Standard Swish implementation

adamjstewart · adamjstewart · commit 002ae3e07bec · 2025-01-16T11:56:19.000+01:00
diff --git a/segmentation_models_pytorch/encoders/_efficientnet.py b/segmentation_models_pytorch/encoders/_efficientnet.py
@@ -113,7 +113,7 @@ def __init__(self, block_args, global_params, image_size=None):
         self._bn2 = nn.BatchNorm2d(
             num_features=final_oup, momentum=self._bn_mom, eps=self._bn_eps
         )
-        self._swish = MemoryEfficientSwish()
+        self._swish = nn.SiLU()
 
     def forward(self, inputs, drop_connect_rate=None):
         """MBConvBlock's forward function.
@@ -165,14 +165,6 @@ def forward(self, inputs, drop_connect_rate=None):
             x = x + inputs  # skip connection
         return x
 
-    def set_swish(self, memory_efficient=True):
-        """Sets swish function as memory efficient (for training) or standard (for export).
-
-        Args:
-            memory_efficient (bool): Whether to use memory-efficient version of swish.
-        """
-        self._swish = MemoryEfficientSwish() if memory_efficient else nn.SiLU()
-
 
 class EfficientNet(nn.Module):
     """EfficientNet model.
@@ -265,18 +257,7 @@ def __init__(self, blocks_args=None, global_params=None):
             self._dropout = nn.Dropout(self._global_params.dropout_rate)

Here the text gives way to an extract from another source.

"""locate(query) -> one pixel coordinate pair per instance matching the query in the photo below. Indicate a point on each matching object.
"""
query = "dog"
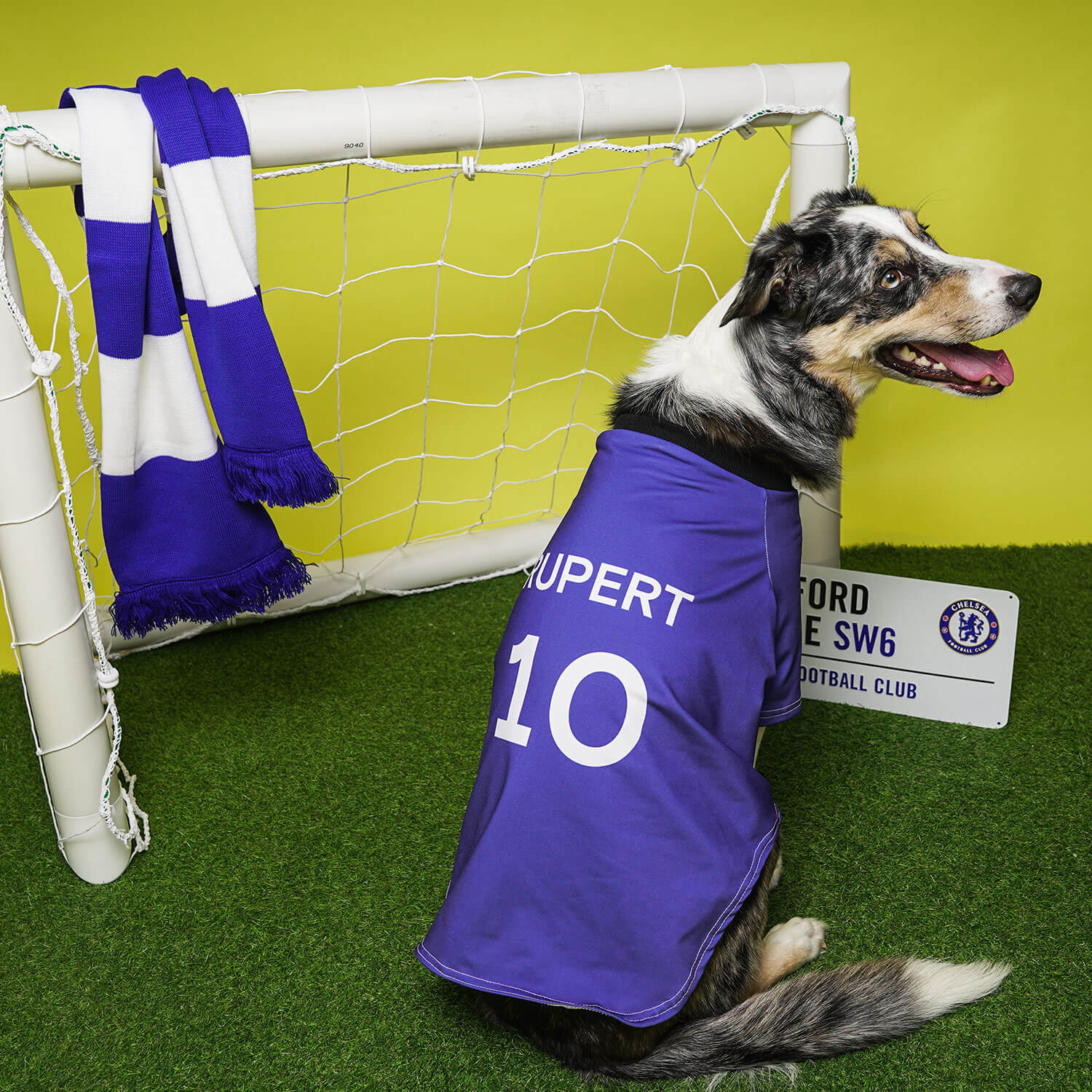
(609, 893)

             self._fc = nn.Linear(out_channels, self._global_params.num_classes)
 
-        # set activation to memory efficient swish by default
-        self._swish = MemoryEfficientSwish()
-
-    def set_swish(self, memory_efficient=True):
-        """Sets swish function as memory efficient (for training) or standard (for export).
-
-        Args:
-            memory_efficient (bool): Whether to use memory-efficient version of swish.
-        """
-        self._swish = MemoryEfficientSwish() if memory_efficient else nn.SiLU()
-        for block in self._blocks:
-            block.set_swish(memory_efficient)
+        self._swish = nn.SiLU()
 
     def extract_endpoints(self, inputs):
         """Use convolution layer to extract features
@@ -380,7 +361,6 @@ def forward(self, inputs):
 ################################################################################
 
 # GlobalParams and BlockArgs: Two namedtuples
-# Swish and MemoryEfficientSwish: Two implementations of the method
 # round_filters and round_repeats:
 #     Functions to calculate params for scaling model width and depth ! ! !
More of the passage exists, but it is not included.